Cette simple tombe qui surplombe avec arrogance, dénoncent certains, le somptueux paysage, est contestée par une jeune génération pressée de se débarrasser des derniers stigmates du colonialisme. Mais elle attire de nombreux visiteurs, qui font vivre les villages alentour, plaident les opposants à tout déménagement de la dépouille.
Il faut grimper pour atteindre la sépulture, gardée par d'imposants rochers arrondis par l'érosion et recouverts de lichens vert anis et roux qui s'allument en technicolor à la moindre caresse du soleil. Là-haut, le visiteur absorbe du regard une immensité d'arbres parmi lesquels musardent antilopes et phacochères. Un enchevêtrement de nuages coulisse sur l'horizon au son des gazouillis d'oiseaux.
En 2015, un groupe "Rhodes must fall" (Rhodes doit tomber) a lancé une campagne pour déboulonner, d'abord au Cap puis à Oxford, des statues de Cecil John Rhodes (1853-1902), fondateur de la compagnie De Beers, toujours numéro un mondial du diamant.
Souvent décrit comme philanthrope mais aussi éminemment raciste, il rêvait d'une Afrique britannique du Cap au Caire, obtenant de la reine Victoria la concession de vastes territoires en Afrique australe. Cette tombe fait "enrager" Cynthia Marangwanda, rencontrée dans la capitale Harare. Rhodes a choisi ce site, dont il connaissait parfaitement la signification spirituelle pour les populations locales. "C'est un dernier acte, délibéré et calculé, de domination", dit-elle à l'AFP.
Robert Mugabe, l'ancien homme fort du pays, ne voyait pas l'intérêt de déplacer la dépouille du colon. La militante de 37 ans se dit en revanche encouragée par l'attitude différente de l'actuel président qui, à ses yeux, "comprend mieux l'aspect patrimonial du débat". Pour elle, l'argument économique ne tient pas: "Matopo est un parc magnifique, il n'a pas besoin d'une tombe coloniale" pour attirer des visiteurs.
"Réécrire l'histoire"
Sa présence est "une insulte", une forme de "colonisation spirituelle", renchérit l'historien Tafadzwa Gwini, 33 ans. Son déplacement "ne donnera peut-être pas de résultats tangibles, immédiats, mais c'est une forme de revendication de notre identité".
Les visiteurs rencontrés à Matobo comprennent mal ces indignations. "J'ai emmené les enfants, c'est beau ici", commente Nicky Johnson, une Zimbabwéenne blanche de 45 ans. "On ne doit pas réécrire l'histoire. Il voulait être enterré ici, c'est comme ça".

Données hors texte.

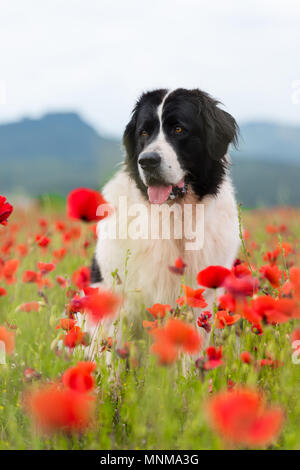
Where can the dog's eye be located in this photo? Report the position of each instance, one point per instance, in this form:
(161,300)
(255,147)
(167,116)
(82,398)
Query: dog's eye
(178,130)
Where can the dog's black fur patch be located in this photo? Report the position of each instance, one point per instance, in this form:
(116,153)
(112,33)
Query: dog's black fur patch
(200,148)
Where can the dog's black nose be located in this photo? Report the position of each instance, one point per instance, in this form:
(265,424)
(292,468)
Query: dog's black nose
(149,161)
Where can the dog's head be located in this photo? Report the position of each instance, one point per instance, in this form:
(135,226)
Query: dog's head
(176,139)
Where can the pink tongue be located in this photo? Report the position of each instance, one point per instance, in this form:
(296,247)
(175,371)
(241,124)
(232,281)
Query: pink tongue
(159,194)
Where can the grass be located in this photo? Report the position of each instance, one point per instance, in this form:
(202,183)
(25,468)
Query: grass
(140,404)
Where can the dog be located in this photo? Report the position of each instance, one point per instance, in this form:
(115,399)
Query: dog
(176,147)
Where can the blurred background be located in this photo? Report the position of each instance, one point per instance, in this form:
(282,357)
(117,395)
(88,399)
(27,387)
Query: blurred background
(71,71)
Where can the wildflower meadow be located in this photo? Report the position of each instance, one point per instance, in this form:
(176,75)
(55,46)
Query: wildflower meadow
(168,387)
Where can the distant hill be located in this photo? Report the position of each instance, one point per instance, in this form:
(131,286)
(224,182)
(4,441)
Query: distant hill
(60,151)
(270,142)
(54,154)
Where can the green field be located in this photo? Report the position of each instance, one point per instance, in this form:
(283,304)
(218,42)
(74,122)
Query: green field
(138,403)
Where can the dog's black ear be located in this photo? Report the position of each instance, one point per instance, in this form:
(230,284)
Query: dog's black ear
(220,127)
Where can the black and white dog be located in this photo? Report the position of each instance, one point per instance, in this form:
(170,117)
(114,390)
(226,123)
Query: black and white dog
(176,155)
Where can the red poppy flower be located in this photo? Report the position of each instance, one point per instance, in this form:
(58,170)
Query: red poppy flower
(60,226)
(30,276)
(5,210)
(159,310)
(213,276)
(74,337)
(214,358)
(79,378)
(239,287)
(82,277)
(57,409)
(59,254)
(227,302)
(241,270)
(66,324)
(9,270)
(46,268)
(272,273)
(42,241)
(285,248)
(8,338)
(23,250)
(83,203)
(30,307)
(241,417)
(61,281)
(192,297)
(31,374)
(203,321)
(178,267)
(275,310)
(223,318)
(246,357)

Akhil Maugi, 28 ans, qui habite la ville voisine de Bulawayo, trouve aussi qu'"on ne peut pas effacer ce qui s'est passé". Et puis "personne ne viendrait ici s'il n'y avait plus cette tombe".

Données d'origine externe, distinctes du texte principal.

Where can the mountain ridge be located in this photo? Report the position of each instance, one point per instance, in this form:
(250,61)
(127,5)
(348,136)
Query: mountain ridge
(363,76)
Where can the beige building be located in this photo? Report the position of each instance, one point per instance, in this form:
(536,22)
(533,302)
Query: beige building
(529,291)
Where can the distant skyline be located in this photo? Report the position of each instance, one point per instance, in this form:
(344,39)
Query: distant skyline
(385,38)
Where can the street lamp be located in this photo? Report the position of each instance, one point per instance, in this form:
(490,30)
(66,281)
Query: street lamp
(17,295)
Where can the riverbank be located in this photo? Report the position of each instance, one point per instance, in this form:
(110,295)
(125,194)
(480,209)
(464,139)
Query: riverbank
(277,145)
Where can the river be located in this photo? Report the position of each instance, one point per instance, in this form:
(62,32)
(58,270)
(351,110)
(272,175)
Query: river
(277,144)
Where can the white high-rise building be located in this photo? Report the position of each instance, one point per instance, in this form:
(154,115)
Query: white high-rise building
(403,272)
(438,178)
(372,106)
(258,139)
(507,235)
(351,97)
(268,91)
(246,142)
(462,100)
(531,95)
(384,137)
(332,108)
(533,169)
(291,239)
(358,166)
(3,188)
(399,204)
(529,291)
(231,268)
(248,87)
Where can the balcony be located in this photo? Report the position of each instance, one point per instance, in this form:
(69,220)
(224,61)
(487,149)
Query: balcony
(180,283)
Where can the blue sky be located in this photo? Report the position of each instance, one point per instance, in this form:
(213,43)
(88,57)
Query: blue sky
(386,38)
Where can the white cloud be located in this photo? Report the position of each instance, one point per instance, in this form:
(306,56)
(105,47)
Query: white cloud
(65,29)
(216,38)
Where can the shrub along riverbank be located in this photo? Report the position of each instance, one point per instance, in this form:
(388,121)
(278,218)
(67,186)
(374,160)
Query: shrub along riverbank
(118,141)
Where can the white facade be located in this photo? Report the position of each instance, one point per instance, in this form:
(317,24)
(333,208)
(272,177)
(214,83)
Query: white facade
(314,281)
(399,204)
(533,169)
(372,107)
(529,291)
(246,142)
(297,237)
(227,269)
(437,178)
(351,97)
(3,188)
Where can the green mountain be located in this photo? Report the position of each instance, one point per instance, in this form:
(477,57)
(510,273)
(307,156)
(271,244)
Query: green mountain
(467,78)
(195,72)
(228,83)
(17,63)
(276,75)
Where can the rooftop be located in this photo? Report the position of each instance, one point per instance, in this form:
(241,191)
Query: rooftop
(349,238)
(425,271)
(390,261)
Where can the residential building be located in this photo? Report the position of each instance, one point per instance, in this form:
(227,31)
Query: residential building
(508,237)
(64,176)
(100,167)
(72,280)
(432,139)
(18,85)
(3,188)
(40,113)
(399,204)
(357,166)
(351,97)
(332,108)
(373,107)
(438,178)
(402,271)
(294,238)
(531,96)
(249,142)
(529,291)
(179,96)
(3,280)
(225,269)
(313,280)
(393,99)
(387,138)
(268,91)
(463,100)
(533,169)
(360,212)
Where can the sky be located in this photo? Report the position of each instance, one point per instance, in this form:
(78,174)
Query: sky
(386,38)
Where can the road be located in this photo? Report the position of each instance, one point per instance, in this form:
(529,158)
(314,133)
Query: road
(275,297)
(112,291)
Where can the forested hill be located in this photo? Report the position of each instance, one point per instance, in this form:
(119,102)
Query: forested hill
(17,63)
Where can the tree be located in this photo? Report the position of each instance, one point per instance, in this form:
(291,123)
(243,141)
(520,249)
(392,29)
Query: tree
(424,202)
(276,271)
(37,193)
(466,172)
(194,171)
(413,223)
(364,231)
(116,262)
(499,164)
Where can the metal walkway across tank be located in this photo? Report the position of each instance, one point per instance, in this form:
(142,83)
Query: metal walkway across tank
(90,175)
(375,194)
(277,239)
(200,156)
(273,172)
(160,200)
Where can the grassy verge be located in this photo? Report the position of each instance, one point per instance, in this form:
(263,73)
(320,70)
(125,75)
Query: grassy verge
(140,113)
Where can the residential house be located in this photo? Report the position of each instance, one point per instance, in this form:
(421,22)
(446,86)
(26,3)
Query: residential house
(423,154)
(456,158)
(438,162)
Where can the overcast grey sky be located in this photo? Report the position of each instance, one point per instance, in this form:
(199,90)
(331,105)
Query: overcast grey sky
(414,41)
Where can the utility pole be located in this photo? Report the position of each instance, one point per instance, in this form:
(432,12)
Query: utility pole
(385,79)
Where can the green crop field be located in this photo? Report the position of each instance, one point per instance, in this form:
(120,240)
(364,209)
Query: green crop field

Pour l'historien local Pathisa Nyathi, c'est "la grandeur de ces rochers" qui en ont fait un lieu sacré, attirant autrefois des pèlerins des centaines de kilomètres à la ronde. "Mais ce qui était sacré pour les Africains ne l'était pas pour Cecil Rhodes", regrette le monsieur de 71 ans.
"On ne peut pas enlever ça à Rhodes, il avait l'œil" pour repérer les plus beaux emplacements, plaisante le David Coltart, ancien ministre et élu local de l'opposition. La contestation de cette sépulture revient de manière cyclique, relève M. Nyathi. "Par vagues. Et cela continuera jusqu'à ce qu'un jour, elle soit retirée", pronostique-t-il.
À la sortie du parc, un marché propose aux touristes T-shirts, paniers tissés et animaux sculptés. Un peu plus loin, un village de quelques maisons. Micah Swanda, 82 ans, s'appuie sur un bâton sur le bord de la piste. Pieds nus, il veille sur quelques vaches. Les visiteurs "achètent notre artisanat, ça nous permet d'envoyer nos enfants à l'école, de manger", dit le vieil homme à la barbe blanche irrégulière.
Si la tombe était déménagée, "ce serait vraiment dur, il n'y a pas de travail ici". D'autres lieux sacrés alentour permettent d'échanger avec les morts, fait-il valoir. Et au fond, ces visiteurs (blancs), venus de loin, "ils viennent aussi parler à leur ancêtre".